Brandstack
- Industry: Online Marketplace
- Predecessor: Incspring; ;
- Founded: March 2008; 18 years ago
- Founder: Wes Wilson
- Defunct: 11 December 2011
- Fate: Acquired by DesignCrowd
- Key people: Alec Lynch, CEO
- Website: www.brandcrowd.com

= BrandCrowd =

Brandstack is an online website for creating logo, business cards, social media posts, videos and other graphic designs.

==History==
Brandstack was founded in March 2008 and had its beginnings under the name Incspring. Founded by CEO Wes Wilson and based out of San Antonio, Texas, Incspring's branding solution began to gain recognition in the tech blogging community. In June 2009, Incspring changed its name and branding to Brandstack, with a logo acquired within its service. Brandstack has since been trademarked as Brandstack, LLC.
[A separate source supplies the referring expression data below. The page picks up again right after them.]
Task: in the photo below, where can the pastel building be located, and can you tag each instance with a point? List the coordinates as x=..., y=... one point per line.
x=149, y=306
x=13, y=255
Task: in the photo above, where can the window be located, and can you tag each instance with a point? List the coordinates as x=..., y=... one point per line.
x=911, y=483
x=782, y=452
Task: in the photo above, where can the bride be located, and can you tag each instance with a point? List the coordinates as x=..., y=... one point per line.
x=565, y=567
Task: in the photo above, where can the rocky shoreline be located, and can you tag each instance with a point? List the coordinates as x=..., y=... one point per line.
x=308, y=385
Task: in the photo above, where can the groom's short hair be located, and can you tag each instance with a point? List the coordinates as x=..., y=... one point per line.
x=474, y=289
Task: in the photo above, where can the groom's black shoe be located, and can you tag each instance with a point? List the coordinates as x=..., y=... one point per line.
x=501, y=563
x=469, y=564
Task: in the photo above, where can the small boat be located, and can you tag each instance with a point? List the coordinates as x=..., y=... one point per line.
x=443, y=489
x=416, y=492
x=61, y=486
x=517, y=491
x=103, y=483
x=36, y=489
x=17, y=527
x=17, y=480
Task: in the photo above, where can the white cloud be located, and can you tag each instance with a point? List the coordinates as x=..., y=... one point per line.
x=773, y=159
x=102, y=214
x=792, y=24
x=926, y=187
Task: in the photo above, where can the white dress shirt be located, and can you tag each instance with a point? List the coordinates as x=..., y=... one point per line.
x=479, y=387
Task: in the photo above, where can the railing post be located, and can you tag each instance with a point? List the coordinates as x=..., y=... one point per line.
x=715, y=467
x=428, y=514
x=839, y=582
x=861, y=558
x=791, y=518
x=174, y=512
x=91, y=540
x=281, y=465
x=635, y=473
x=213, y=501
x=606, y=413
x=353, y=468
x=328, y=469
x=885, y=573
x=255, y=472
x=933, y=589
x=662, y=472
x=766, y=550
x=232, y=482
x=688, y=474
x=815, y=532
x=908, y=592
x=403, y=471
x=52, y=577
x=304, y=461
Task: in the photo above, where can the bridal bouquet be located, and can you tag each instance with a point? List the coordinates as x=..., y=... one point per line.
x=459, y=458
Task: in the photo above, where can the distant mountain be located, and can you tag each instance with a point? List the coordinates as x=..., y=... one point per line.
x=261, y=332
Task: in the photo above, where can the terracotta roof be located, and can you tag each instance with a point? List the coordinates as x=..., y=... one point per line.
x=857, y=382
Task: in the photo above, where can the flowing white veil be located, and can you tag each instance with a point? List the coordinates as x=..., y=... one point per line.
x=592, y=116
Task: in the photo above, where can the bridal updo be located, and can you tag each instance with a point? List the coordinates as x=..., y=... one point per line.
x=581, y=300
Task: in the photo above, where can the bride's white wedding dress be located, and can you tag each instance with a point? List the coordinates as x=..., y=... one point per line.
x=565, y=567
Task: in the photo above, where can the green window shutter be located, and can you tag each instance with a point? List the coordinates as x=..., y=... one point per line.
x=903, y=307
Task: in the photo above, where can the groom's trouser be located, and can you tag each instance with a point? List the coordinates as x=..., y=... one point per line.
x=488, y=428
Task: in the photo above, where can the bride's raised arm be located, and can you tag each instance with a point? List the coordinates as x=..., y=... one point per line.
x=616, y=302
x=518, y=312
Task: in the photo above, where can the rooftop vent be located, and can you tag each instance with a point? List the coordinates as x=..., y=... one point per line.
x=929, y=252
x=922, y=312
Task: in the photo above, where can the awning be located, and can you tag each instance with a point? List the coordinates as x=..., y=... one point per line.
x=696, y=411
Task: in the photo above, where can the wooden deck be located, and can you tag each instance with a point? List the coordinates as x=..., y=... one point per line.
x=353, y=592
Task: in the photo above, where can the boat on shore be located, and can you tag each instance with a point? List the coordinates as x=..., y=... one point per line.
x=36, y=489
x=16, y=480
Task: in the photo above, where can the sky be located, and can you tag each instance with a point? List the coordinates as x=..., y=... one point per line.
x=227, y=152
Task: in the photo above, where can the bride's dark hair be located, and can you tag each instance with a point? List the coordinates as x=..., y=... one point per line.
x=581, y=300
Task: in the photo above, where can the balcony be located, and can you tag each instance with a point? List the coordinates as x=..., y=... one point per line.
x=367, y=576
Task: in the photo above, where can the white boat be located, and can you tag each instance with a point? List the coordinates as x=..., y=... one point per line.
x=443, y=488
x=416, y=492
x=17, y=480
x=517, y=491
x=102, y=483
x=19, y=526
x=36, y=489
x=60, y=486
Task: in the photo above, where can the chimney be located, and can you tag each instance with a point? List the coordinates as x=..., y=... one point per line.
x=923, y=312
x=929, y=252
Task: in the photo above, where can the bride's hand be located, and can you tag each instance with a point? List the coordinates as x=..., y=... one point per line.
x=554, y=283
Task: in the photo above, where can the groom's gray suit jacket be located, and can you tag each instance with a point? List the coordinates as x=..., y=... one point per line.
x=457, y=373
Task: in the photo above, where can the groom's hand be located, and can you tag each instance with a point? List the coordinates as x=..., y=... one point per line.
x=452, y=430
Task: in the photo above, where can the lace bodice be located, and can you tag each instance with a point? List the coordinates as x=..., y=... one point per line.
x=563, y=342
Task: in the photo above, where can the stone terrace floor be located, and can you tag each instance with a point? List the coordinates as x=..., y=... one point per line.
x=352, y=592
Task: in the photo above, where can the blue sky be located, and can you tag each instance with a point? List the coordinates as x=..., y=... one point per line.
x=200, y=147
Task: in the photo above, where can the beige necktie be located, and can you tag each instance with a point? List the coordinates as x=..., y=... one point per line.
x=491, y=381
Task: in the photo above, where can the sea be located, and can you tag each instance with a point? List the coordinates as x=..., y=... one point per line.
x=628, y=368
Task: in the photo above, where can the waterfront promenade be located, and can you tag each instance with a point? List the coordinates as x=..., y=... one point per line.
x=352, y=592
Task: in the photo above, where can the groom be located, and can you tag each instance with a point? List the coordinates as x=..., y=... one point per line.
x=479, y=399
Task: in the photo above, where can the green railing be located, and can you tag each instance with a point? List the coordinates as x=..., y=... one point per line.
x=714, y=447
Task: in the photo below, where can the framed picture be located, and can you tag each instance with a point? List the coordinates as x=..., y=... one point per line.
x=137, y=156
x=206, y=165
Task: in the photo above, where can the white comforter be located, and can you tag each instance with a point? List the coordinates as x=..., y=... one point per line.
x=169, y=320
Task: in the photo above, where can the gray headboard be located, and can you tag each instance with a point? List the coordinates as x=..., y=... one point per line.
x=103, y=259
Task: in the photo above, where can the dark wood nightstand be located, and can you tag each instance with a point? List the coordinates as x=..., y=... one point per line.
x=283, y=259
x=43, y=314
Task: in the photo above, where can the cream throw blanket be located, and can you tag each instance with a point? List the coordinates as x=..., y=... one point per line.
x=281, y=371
Brandstack temporarily closed in late 2011, prior to being acquired by DesignCrowd.

On 20 December 2011, DesignCrowd, an online crowdsourcing marketplace, announced the acquisition of Brandstack. Following the acquisition, DesignCrowd changed Brandstack's name and branding and launched BrandCrowd. In 2018, BrandCrowd launched its logo maker. The firm is headquartered in Sydney, Australia.

==Products==
Brandstack launched a sister site, Upstack.com, in February 2010 for custom design work to augment Brandstack.com's marketplace for logos. Included services on Upstack.com are logos, websites, print collateral, illustrations, and basic web graphics. Upstack's custom design service has been replaced by DesignCrowd an Australian-based online crowdsourcing company.